MATERIALS AND METHODS
Species delimitation was based on a combination of DNA sequence data and morphological knowledge, with molecular data serving as the primary source of information used to define species boundaries and morphological species boundaries being assessed secondarily, using the species groups determined with DNA data. We used this approach because traditional morphological species definitions are often inaccurate in seaweeds due to morphological plasticity, convergence and cryptic speciation (e.g. Saunders & Lehmkuhl, 2005). The proposed approach has previously been applied to define species boundaries more accurately (Verbruggen et al., 2005a).

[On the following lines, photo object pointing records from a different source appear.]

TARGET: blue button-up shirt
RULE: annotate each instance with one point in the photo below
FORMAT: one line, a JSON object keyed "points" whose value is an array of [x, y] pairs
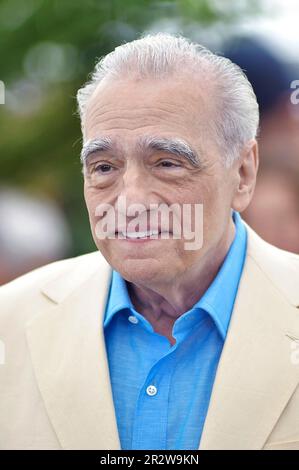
{"points": [[161, 392]]}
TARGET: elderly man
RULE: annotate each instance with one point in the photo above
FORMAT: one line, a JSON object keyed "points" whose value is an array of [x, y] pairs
{"points": [[153, 342]]}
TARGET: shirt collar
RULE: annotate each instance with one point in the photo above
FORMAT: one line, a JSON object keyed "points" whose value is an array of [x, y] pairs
{"points": [[217, 301]]}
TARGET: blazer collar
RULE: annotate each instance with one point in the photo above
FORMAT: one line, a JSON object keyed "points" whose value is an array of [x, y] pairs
{"points": [[255, 377]]}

The DNA datasets initiated by Kooistra et al. (2002) and Verbruggen (2005) were extended for this study using previously described protocols (Verbruggen, 2005), resulting in 264 UCP7 sequences, 337 ITS sequences and 106 tufA sequences belonging to a total of 444 specimens. These three datasets were subjected to neighbour joining analysis to detect species-level clusters. Using this approach, the sequenced specimens were attributed to 52 Halimeda species. If easily recognizable combinations of morphological features could be identified for species by studying the sequenced specimens, these features were used for identification of additional collections from various herbaria (BISH, Bishop Museum; GENT, Ghent University; L, Nationaal Herbarium Nederland, Leiden University branch; PC, Muséum National d’Histoire Naturelle; UPF, Université de Polynésie Française; US, Smithsonian Institution) that were not suitable for sequencing (see the Index Herbariorum website (http://sweetgum.nybg.org/ih/) for further herbarium details).
Preprocessing observation data
Recent collections had accurate coordinates recorded with a global positioning device. Older collections with detailed locality information were georeferenced (latitude and longitude) using Google Earth (http://earth.google.com). Points that fell ashore when plotted on coarse-resolution environmental grids were manually moved to the adjacent coastal waters using idrisi Andes (http://www.clarklabs.org/). Data were examined for georeferencing errors by checking for geographical outliers with visual and overlay methods in Arcgis (http://www.esri.com/). Errors were identified by creating an overlay between the point locality layer and a maritime boundaries layer (exclusive economic zones and coastlines) provided by the Flanders Marine Institute (http://www.vliz.be/). Any mismatch between these layers was indicative of a potential georeferencing error and outlying points were removed if their origin could not be confirmed.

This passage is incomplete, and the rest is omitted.